3.19.3 If a peak SAR location is near the edge of a
scan region, within 10.8 mm for ten‑gram SAR (half the linear dimensions
of the cube), the area scan should be repeated with an expanded scanning
region. When SAR is measured along the side wall of a phantom or on curved
surfaces where the probe axis is not perpendicular to the phantom surface,
probe isotropy and probe boundary‑effects errors must be carefully
considered for making accurate measurements. For some measurement systems, the
E‑field probe may have been calibrated or compensated to measure SAR with
the probe axis oriented within ± 30°
from that normal to the phantom surface. If this is not the case, either the
phantom or the field probe should be re‑oriented to reduce the
measurement error.
3.20 Procedures for determining ten‑gram
averaged SAR
3.20.1 The fine resolution volume scan region, also
known as the zoom scan region, should be centred at the peak SAR locations
determined by the extrapolated data from the area scan measurements. The
number of measurement points required in a zoom scan to provide an accurate ten‑gram
averaged SAR is dependent on the field gradients at the peak SAR location. In
smooth gradients, the ten‑gram averaged SAR can be correctly predicted
with only a few measurement points. When steep field gradients exist, many
measurement points evenly distributed within the ten‑gram volume of the
tissue medium may be required to correctly predict the volume averaged SAR.
The zoom scan region should extend in each direction for at least 1.5 times the
linear dimensions of a ten‑gram cube of tissue from each peak. The zoom
scan spatial resolution should allow the interpolation algorithms used by the
SAR measurement system to compute SAR values on a 2 mm grid with less than 5%
error, which typically requires a zoom scan resolution of 5‑8 mm.

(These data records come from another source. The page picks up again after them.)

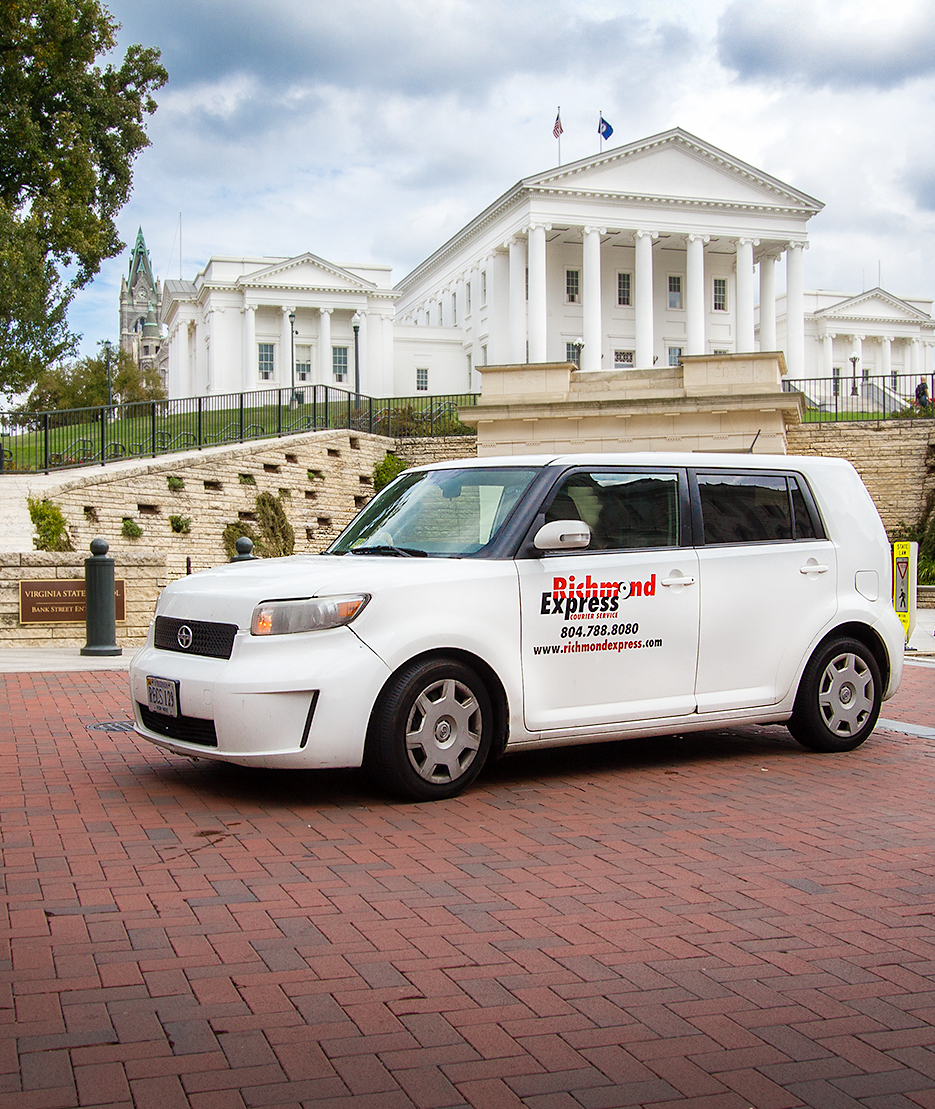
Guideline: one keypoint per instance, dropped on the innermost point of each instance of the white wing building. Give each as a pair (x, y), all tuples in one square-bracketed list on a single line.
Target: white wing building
[(630, 258)]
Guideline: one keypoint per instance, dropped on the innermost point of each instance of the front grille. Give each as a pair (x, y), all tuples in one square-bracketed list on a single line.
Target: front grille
[(184, 729), (215, 640)]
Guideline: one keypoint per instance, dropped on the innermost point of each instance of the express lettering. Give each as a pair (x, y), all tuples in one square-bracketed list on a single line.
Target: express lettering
[(569, 597)]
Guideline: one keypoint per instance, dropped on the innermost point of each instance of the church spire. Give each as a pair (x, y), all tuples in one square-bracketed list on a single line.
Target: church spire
[(140, 264)]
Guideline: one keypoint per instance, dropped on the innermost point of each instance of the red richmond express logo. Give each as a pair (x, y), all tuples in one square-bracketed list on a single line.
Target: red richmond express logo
[(569, 597)]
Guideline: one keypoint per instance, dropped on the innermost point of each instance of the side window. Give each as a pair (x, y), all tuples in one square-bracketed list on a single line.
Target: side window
[(744, 508), (623, 510), (804, 525)]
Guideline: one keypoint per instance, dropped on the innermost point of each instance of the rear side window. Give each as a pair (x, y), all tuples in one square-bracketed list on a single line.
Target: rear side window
[(753, 508)]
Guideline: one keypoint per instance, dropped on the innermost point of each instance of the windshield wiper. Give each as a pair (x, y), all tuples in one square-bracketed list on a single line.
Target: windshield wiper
[(398, 551)]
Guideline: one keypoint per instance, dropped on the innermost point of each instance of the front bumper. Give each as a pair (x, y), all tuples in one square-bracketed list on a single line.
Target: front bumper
[(288, 701)]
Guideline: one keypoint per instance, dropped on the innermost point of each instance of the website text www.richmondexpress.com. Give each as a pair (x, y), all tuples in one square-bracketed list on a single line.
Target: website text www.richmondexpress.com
[(599, 644)]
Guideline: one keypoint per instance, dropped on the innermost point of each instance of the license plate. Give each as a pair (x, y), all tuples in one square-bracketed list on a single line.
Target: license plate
[(163, 695)]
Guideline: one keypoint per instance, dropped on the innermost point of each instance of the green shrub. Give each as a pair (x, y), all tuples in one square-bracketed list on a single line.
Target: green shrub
[(385, 471), (232, 532), (276, 535), (51, 530)]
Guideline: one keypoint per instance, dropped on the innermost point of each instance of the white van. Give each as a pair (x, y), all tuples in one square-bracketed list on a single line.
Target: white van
[(490, 606)]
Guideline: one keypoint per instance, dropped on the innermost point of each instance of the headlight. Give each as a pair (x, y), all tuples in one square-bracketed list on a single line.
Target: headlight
[(280, 618)]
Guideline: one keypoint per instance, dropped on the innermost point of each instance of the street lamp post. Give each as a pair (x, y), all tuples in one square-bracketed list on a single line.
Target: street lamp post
[(108, 364), (355, 321), (294, 398)]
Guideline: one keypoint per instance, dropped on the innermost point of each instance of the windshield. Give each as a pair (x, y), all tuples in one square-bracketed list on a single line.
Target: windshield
[(445, 512)]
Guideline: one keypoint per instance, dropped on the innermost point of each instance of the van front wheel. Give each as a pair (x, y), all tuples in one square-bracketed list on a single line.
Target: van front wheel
[(839, 698)]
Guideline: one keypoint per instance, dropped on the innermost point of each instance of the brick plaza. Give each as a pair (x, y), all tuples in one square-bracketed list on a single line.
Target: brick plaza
[(719, 919)]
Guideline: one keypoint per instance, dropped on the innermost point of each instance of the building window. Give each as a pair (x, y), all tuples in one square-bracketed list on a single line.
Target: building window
[(623, 286), (265, 360), (303, 364)]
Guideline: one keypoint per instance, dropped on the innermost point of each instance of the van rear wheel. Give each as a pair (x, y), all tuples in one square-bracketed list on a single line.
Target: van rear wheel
[(839, 698)]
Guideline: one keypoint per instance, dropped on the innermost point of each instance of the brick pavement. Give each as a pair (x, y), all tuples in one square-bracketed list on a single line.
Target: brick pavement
[(719, 921)]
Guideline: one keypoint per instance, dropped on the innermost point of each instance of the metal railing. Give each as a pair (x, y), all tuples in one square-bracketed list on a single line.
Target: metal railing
[(36, 443), (863, 396)]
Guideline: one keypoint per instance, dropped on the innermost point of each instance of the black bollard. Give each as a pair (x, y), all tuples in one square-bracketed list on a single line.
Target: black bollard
[(244, 549), (100, 610)]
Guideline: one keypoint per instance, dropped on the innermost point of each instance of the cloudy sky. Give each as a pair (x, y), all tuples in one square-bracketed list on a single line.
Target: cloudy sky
[(372, 130)]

3.20.2 The peak field values near the surface of a
homogeneous phantom are usually not measurable because the sensors in a field
probe are located at 2‑4 mm behind the tip of the probe and the
measurement point is defined at the geometric centre of the sensors where the
calibration is defined. These SAR values must be computed by extrapolating the
closest measured points to the surface of the phantom to determine the highest
ten‑gram averaged SAR. The extrapolation algorithm must compensate for
the field attenuation based on a series of measurement points along a straight
line, extending from the phantom surface through the peak SAR location, in the
zoom scan region. The first two measurement points should be inside the ten‑gram
averaging volume. Both points should be less than 1.0 cm from the phantom and
liquid surface. The last measurement point should be outside the ten‑gram
averaging volume, typically within the zoom scan region. The SAR value for the
last measurement point should be less than 25% of the value measured for first
point closest to the phantom surface. The separation distance between adjacent
measurement points should be less than 5.0 mm. The extrapolation coefficients
should be determined with an appropriate curve‑fitting algorithm, such as
a 4th order polynomial least‑square fit. The same set of
coefficients should be used to extrapolate the SAR values that cannot be
measured within the zoom scan region (See Reference [6]). The extrapolated SAR
values should have the same spatial resolution as the zoom scan measurements.
3.20.3 The interpolated and extrapolated SAR values
from the zoom scan measurement are integrated in the shape of a ten‑gram
cube, for example, with a trapezoidal algorithm, to determine the highest
volume averaged SAR in the zoom scan region. SAR compliance is determined
according to the highest ten‑gram SAR measured for all the zoom scans
performed for each area scan. The error associated with the extrapolation,
interpolation and integration algorithms used in the area and zoom scans should
be analysed and included in the total measurement uncertainty.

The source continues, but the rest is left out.